Both Democrats and Republicans expressed concerns about historically low scores of current eighth graders in civics, math, and reading.
Changing International Education Focus – on diversity of administrators?
An older professor of Georgetown University’s graduate school of business stopped to talk to uncensored at the graduating students’ reception on Thursday, May 18. “We need more foreign students,” he said. “Business schools particularly are hit hard by the decrease of Chinese students studying in the U.S. in 2022-23. The decrease last year was due to the pandemic, but now I’m not sure. Mainly I think we are pricing ourselves out of the market.”
On the surface, the numbers don’t look so bad. “The number of foreign students currently studying in the U.S. is above one million – 1.08 million, nearly at pre-pandemic 2021 levels – (1.14 mullion in 2021). But Chinese students now make up only 24 percent of the total instead of 32 percent in 2020. India has increased its percentage from 17 percent to 23 percent. Mexico has dropped off the top ten sending markets list, while Brazil has been elevated to number five. – albeit with only 2.6 percent of the total and a drop of over 6 percent. Nigeria increased its number of international students by almost 22 percent; whereas Vietnam decreased its market share from 2020 by 19.35 percent.

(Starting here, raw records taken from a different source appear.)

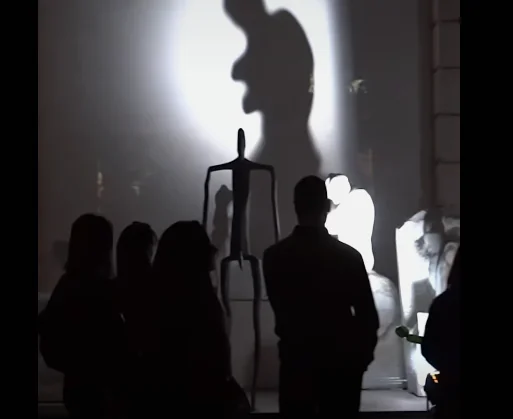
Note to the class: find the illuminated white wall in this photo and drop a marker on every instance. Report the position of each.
(141, 91)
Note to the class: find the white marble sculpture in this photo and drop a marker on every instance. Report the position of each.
(426, 246)
(351, 220)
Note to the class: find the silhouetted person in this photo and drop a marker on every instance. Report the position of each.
(324, 310)
(81, 334)
(278, 70)
(195, 361)
(441, 342)
(134, 254)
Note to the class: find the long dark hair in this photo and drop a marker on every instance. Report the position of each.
(184, 253)
(134, 250)
(90, 246)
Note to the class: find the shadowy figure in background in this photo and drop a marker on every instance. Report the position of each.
(441, 343)
(134, 253)
(81, 335)
(325, 316)
(195, 360)
(277, 68)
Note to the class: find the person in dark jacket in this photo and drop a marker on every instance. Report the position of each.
(441, 344)
(325, 316)
(81, 334)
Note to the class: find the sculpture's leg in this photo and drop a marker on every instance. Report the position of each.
(257, 296)
(225, 291)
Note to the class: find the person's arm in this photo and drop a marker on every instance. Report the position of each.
(365, 311)
(432, 341)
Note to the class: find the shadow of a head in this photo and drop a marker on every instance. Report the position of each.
(277, 66)
(221, 230)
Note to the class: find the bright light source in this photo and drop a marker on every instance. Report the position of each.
(352, 220)
(205, 44)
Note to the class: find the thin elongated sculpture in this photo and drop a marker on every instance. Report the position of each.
(241, 169)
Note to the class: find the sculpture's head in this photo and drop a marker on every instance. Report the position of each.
(241, 143)
(432, 241)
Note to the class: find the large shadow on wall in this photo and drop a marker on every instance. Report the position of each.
(277, 68)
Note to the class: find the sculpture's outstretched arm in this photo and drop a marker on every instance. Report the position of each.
(210, 170)
(274, 200)
(274, 196)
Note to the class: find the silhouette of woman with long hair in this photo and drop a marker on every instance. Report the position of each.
(80, 331)
(195, 351)
(134, 254)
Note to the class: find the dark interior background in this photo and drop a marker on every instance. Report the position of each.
(108, 103)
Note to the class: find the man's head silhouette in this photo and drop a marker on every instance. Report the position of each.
(311, 201)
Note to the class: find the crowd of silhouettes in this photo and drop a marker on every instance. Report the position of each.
(153, 339)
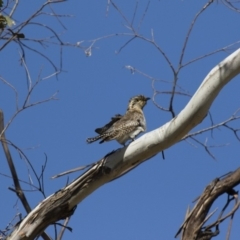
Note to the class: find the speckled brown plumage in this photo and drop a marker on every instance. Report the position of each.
(123, 128)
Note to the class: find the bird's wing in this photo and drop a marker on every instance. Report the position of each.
(103, 129)
(130, 120)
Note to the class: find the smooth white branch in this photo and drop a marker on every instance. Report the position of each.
(62, 203)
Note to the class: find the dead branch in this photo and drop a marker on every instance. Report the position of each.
(192, 228)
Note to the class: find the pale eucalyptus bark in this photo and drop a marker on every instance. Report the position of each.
(62, 203)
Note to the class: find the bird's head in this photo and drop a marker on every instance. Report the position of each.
(137, 102)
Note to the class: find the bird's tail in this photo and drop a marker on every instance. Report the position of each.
(90, 140)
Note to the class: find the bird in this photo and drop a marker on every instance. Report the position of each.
(124, 127)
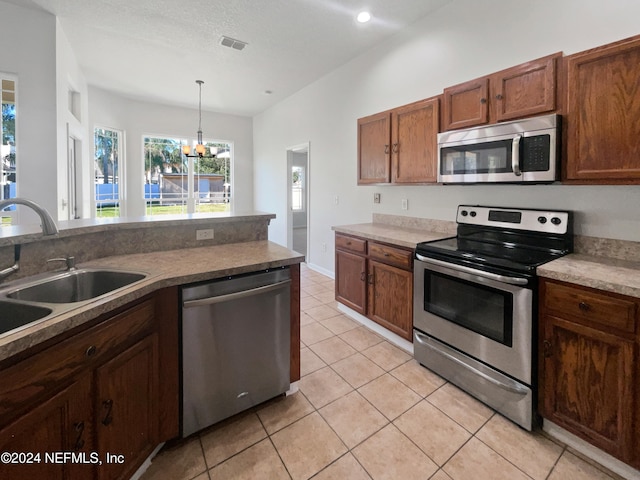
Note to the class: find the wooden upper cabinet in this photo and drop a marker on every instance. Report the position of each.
(466, 104)
(374, 149)
(525, 90)
(602, 114)
(521, 91)
(414, 143)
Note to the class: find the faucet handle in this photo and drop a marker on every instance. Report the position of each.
(69, 261)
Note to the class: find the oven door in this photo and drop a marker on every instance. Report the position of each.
(484, 315)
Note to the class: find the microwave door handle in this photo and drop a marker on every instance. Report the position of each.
(473, 271)
(515, 155)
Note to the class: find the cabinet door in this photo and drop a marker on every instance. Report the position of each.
(525, 90)
(391, 298)
(587, 384)
(466, 105)
(374, 150)
(60, 424)
(351, 287)
(126, 408)
(414, 142)
(603, 108)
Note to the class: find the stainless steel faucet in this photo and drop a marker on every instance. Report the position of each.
(48, 228)
(48, 225)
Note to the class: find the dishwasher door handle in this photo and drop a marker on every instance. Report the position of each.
(234, 296)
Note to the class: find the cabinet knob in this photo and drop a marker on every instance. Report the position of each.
(79, 428)
(108, 405)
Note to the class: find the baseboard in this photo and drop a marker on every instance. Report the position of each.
(397, 340)
(589, 451)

Urgent discussions are being held between international educators on how to bring back falling numbers of foreign students, and get more resources from campus regents and donors to support international education on campus and study abroad for a larger number of students, especially those who are not studying liberal arts. Student diversity and sensitivity training of international educators seems to be a focus of solutions expressed in panel discussions hosted by the Chronicle of Higher Education and others in April. “There are faculty members that still don’t know how to engage a female Muslim student with a hijab on. We need to create safe spaces on our campus for those international students,” panelists said. “As a field, international education needs to make room for more diverse voices. Opening and broadening the field is about women, but also for men of color. How are we building the field for the future?”
Meanwhile, new, stricter regulations are being proposed for international students. The Biden administration just reinstituted a former regulation that foreign students had to take face-to-face classes to count for credit (otherwise why come and pay expensive tuition, if they could just get the courses on-line in their homeland?). A movement to grant green cards automatically to tens of thousands of foreign students earning advanced degrees in STEM fields has not been part of the immigration reform conversation in Congress so far this year.